I’m hoping to get some advice about speeding up my query.
Data source info:
• Json format
• .log files (text format)
• PBI Gateway mashup log files (you can get when additional logging in enabled)
The files themselves are not big, for my sample data there are 9 files, at around 1.5 – 2.5 mb each but the load time is quite long, around 20 minutes.
This happens when the query runs, the Table.ExpandRecordColumn line of the code. The progress monitor at the bottom of PQ shows loading tens or hundreds of MB per file.
Example below is if I have 1 file in the directory size, 1,191 KB, loading shows > 68 MB.
When the JSON parsed, it creates a Record for each line of JSON.
I’m assuming that, as the record is expanded, it’s held in memory before being expanded to the table.
However, I’m confused as the final PBI file is not large, less than 1MB. For this 1 sample file, the pbix file is only 119 KB.
There is quite a lot of data, just that one file creates 70 columns with 1,568 rows. The amount of data being loaded can’t be reduced.
Does anyone know why the query is using so much memory when loading even though the source file is not big and the final pbix file is also not big?

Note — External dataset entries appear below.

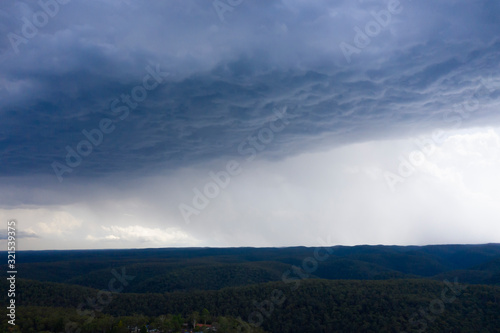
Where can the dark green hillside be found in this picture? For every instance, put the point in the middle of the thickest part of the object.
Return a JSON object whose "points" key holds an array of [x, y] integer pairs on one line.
{"points": [[308, 305]]}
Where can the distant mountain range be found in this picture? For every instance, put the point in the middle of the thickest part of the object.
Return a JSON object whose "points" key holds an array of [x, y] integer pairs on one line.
{"points": [[294, 289]]}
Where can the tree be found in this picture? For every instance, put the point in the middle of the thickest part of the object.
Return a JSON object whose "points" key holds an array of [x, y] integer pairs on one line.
{"points": [[205, 315]]}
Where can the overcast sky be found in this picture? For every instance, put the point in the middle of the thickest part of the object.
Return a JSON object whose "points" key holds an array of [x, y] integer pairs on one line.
{"points": [[131, 124]]}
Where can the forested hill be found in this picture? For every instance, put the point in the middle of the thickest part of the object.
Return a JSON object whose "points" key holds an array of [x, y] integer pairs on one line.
{"points": [[310, 305], [442, 288], [165, 270]]}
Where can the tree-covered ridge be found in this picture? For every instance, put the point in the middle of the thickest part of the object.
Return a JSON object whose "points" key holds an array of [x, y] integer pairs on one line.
{"points": [[164, 270], [306, 305], [35, 319]]}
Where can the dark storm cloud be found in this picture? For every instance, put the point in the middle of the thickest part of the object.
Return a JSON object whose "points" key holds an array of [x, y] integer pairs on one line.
{"points": [[225, 79], [19, 234]]}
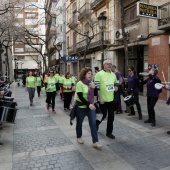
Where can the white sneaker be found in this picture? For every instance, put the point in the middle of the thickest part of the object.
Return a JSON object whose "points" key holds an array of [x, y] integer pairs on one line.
{"points": [[97, 145], [79, 140]]}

Is there any way we can speed it up?
PBIX file & sample data file attached, the data in the sample file doesn’t take long to load, but as soon as the files become larger and more numerous, the load takes much longer:
Tim GW Logs analyser post.pbix (208.8 KB)
The M code:
// FileLocation
"C:\Users\me\Documents\Data Local\My Logs" meta [IsParameterQuery=true, Type="Text", IsParameterQueryRequired=true]
// FuncProcessMashupLogs
let
// Load files from the specified folder
Source = Folder.Files(FileLocation),
// Buffer the source table to improve performance in subsequent steps
BufferSource = Table.Buffer(Source),
// Filter to include only Mashup log files and exclude irrelevant files
FilterMashupLogsOnly = Table.SelectRows(BufferSource, each Text.StartsWith([Name], "Mashup") and not Text.Contains([Name], "Container") and not Text.Contains([Name], "Evaluation")),
// Remove all columns except for the Content column
RemoveOtherColumns = Table.SelectColumns(FilterMashupLogsOnly, {"Content"}),
// Add a custom column converting binary content to text lines
AddCustom = Table.AddColumn(RemoveOtherColumns, "Custom", each Table.FromColumns({Lines.FromBinary([Content], null, null, 1252)})),
// Buffer the table after adding the custom column
BufferAddedCustom = Table.Buffer(AddCustom),
// Keep only the newly added custom table
KeepOnlyTables = Table.SelectColumns(BufferAddedCustom, {"Custom"}),
// Expand the custom table
ExpandCustom = Table.ExpandTableColumn(KeepOnlyTables, "Custom", {"Column1"}),
// Parse the JSON in the expanded column
ParseJSON = Table.TransformColumns(ExpandCustom, {"Column1", Json.Document}),
// Remove rows with errors in the parsed JSON column
RemoveErrors = Table.RemoveRowsWithErrors(ParseJSON, {"Column1"}),
// Drill down to the records in the parsed JSON column
DrillDownRecord = RemoveErrors[Column1],
// Get a list of all field names in the JSON records
FieldNames = List.Union(List.Transform(DrillDownRecord, each Record.FieldNames(_))),
// Expand the JSON records to columns
ExpandRecord = Table.ExpandRecordColumn(Table.FromList(DrillDownRecord, Splitter.SplitByNothing()), "Column1", FieldNames, FieldNames),
TableBuffer = Table.Buffer( ExpandRecord, [ BufferMode = BufferMode.Delayed ] ),
// Transform AccessedResources only if it's a list
ResourceValues = Table.TransformColumns(
TableBuffer,
{"AccessedResources", each if _ is list then Text.Combine(List.Transform(_, Text.From), " ; ") else _, type text}
),
// Transform PartitionInputs only if it's a list
PartitionValue = Table.TransformColumns(
ResourceValues,
{"PartitionInputs", each if _ is list then Text.Combine(List.Transform(_, Text.From), " ; ") else _, type text}
),
// Convert all column types to text
AllTypesText =
Table.TransformColumnTypes(
PartitionValue,
List.Transform(
Table.ColumnNames(PartitionValue),
each {_, type text}
)
),
//Add a date time key column
DateTimeKeyColumn =
Table.AddColumn(
AllTypesText ,
"DateTimeKey",
each
let
Key = Text.Combine(List.RemoveNulls(List.Transform(Text.ToList([Start]),each if Value.Is(Value.FromText(_), type number) then _ else null))),
Column = Text.Start( Key, 8) & "." & Text.End( Key, Text.Length(Key)-8 )
in
Column
),
ChangeTypes = Table.TransformColumnTypes(DateTimeKeyColumn,{{"Start", type datetime}, {"entryCount", Int64.Type}, {"totalSize", Int64.Type}, {"hits", Int64.Type}, {"requests", Int64.Type}, {"hitrate", type number} , {"DateTimeKey", type number} })
in
ChangeTypes